Added a static assert.

Looks like the static assert is failing on AIX, indicating that the same issue is present there. CC @DanielMcIntosh-IBM @muiez

Would it be ok to land this without the static assert, fixing the issue for one platform at least? Then when the AIX case gets fixed, we can add the static assert. Also CC @daltenty for more AIX people.

muiez added inline comments.Jan 28 2022, 8:23 AM
libcxx/include/__locale
554

On z/OS, the following static_assert passes:

static_assert((__regex_word & ~(space | print | cntrl | upper | lower | alpha | digit | punct | xdigit | blank)) == __regex_word);

However, this one fails:

static_assert((upper | lower) == alpha);

Note: we should place parentheses around the | expression to evaluate it first since == has a higher precedence.

mstorsjo added inline comments.Jan 28 2022, 8:34 AM
libcxx/include/__locale
554

Yep, I added parentheses in that form in the updated patch. But that assert fails on AIX in the precommit testing.

The second assert fails on windows too, so I didn’t include it in the patch.

Would it be ok to land this without the static assert, fixing the issue for one platform at least? Then when the AIX case gets fixed, we can add the static assert.

FWIW, I'd prefer to land a static_assert now so we don't forget about it; but guard it under #ifndef _AIX or XFAIL: LIBCXX-AIX-FIXME or something like that (depending on where you put the assert), so that it's greppable for people working on AIX specifically.

Would it be ok to land this without the static assert, fixing the issue for one platform at least? Then when the AIX case gets fixed, we can add the static assert.
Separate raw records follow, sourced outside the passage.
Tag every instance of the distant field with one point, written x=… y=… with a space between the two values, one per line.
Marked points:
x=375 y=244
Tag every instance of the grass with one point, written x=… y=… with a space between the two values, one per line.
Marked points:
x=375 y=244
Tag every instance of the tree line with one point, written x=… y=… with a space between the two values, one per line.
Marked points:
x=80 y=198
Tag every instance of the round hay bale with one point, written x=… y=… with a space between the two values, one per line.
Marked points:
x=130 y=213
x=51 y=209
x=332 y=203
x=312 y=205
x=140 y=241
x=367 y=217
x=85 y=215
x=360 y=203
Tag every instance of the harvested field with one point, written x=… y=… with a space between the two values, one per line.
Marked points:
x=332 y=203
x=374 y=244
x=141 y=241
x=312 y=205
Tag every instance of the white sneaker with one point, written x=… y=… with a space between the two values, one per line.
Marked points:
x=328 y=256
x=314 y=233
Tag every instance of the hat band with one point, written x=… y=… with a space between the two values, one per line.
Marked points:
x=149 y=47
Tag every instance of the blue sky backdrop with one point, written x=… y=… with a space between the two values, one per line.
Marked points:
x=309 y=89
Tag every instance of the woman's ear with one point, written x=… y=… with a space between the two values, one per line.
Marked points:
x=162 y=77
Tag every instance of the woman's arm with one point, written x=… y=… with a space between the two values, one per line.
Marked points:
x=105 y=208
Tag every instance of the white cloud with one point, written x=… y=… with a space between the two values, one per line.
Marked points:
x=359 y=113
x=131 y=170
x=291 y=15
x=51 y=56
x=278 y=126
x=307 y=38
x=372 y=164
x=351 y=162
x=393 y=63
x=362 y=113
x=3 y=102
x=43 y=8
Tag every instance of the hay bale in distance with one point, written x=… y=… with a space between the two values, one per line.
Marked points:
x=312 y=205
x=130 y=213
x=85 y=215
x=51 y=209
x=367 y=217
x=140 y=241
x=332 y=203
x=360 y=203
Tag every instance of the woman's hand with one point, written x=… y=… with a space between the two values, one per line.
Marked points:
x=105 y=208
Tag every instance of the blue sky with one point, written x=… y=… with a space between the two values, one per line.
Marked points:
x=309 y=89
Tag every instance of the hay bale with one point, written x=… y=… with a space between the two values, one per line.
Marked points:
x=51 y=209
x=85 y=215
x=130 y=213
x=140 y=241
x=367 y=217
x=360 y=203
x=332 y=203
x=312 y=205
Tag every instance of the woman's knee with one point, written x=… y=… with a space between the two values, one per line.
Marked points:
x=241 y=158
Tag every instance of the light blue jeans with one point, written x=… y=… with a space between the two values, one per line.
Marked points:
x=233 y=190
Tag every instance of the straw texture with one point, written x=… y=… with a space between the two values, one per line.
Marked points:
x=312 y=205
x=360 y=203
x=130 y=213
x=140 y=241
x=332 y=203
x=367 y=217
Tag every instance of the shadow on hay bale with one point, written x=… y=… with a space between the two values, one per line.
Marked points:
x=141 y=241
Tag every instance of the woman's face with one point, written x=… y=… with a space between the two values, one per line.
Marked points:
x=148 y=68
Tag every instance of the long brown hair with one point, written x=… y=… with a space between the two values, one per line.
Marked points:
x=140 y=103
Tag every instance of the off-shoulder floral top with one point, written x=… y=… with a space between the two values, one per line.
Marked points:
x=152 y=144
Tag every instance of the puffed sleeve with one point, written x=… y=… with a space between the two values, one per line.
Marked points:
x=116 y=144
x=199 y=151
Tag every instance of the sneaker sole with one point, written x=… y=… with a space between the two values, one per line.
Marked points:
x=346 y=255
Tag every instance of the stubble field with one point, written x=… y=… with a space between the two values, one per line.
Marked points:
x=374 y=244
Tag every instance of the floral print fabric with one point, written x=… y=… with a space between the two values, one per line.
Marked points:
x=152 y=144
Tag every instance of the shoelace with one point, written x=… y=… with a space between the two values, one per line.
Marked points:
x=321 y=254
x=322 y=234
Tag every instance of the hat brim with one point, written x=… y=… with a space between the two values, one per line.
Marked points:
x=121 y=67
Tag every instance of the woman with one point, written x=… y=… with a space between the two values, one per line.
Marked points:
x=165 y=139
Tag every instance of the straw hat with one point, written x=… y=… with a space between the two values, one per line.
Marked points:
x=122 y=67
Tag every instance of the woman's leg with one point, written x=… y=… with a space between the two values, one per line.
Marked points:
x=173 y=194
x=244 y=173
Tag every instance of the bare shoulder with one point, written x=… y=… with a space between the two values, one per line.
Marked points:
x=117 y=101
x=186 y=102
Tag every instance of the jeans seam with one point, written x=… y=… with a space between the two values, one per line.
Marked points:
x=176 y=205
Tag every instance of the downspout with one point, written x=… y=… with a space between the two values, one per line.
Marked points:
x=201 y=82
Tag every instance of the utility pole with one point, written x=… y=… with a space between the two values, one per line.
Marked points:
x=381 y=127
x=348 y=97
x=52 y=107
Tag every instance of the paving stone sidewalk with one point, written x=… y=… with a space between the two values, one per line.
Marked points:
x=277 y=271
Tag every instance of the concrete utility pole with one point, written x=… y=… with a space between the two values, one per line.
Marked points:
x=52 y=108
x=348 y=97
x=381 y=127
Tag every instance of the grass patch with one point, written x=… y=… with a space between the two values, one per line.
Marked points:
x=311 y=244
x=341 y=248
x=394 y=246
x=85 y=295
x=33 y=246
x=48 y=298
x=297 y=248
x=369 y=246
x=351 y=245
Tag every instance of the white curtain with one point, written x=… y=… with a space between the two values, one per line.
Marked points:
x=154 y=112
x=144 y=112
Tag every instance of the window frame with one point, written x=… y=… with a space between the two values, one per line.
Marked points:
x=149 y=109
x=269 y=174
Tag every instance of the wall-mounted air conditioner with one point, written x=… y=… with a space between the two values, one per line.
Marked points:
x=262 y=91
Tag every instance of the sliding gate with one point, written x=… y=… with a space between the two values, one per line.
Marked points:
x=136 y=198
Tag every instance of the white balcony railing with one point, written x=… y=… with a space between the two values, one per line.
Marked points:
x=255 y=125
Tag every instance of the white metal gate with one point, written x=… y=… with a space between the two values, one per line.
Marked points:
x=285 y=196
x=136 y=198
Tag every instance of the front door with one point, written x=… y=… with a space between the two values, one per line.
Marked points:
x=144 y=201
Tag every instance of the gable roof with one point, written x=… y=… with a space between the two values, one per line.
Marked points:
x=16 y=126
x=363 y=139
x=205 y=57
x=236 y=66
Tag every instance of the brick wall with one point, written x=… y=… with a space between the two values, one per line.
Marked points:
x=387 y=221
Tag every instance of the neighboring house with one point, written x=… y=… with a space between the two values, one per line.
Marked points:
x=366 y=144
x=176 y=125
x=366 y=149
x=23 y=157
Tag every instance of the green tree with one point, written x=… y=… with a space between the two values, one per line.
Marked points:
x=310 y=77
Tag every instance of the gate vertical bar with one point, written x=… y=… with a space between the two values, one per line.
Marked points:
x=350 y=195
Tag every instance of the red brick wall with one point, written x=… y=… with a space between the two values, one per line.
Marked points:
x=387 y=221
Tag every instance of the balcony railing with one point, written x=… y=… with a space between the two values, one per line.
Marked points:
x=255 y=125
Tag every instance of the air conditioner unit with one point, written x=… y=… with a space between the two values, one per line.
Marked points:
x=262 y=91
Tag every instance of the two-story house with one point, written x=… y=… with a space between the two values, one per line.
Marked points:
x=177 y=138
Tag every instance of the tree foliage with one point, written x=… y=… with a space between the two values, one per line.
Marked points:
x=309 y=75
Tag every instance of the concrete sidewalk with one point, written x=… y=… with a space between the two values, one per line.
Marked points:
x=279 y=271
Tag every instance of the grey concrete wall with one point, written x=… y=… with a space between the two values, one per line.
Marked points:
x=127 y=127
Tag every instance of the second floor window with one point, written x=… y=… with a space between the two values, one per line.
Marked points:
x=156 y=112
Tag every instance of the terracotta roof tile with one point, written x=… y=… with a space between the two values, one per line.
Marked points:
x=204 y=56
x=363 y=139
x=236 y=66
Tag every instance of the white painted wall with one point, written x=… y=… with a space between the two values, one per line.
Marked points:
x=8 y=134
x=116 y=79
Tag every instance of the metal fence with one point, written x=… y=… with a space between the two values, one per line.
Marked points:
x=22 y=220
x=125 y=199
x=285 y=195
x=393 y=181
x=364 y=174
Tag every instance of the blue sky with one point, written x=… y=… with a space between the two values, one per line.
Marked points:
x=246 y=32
FWIW, I'd prefer to land a static_assert now so we don't forget about it; but guard it under #ifndef _AIX or XFAIL: LIBCXX-AIX-FIXME or something like that (depending on where you put the assert), so that it's greppable for people working on AIX specifically.

Oh, right, I could move the assert to a test - I placed it in the header so far, where it broke everything.

Would it be ok to land this without the static assert, fixing the issue for one platform at least? Then when the AIX case gets fixed, we can add the static assert.

FWIW, I'd prefer to land a static_assert now so we don't forget about it; but guard it under #ifndef _AIX or XFAIL: LIBCXX-AIX-FIXME or something like that (depending on where you put the assert), so that it's greppable for people working on AIX specifically.

Oh, right, I could move the assert to a test - I placed it in the header so far, where it broke everything.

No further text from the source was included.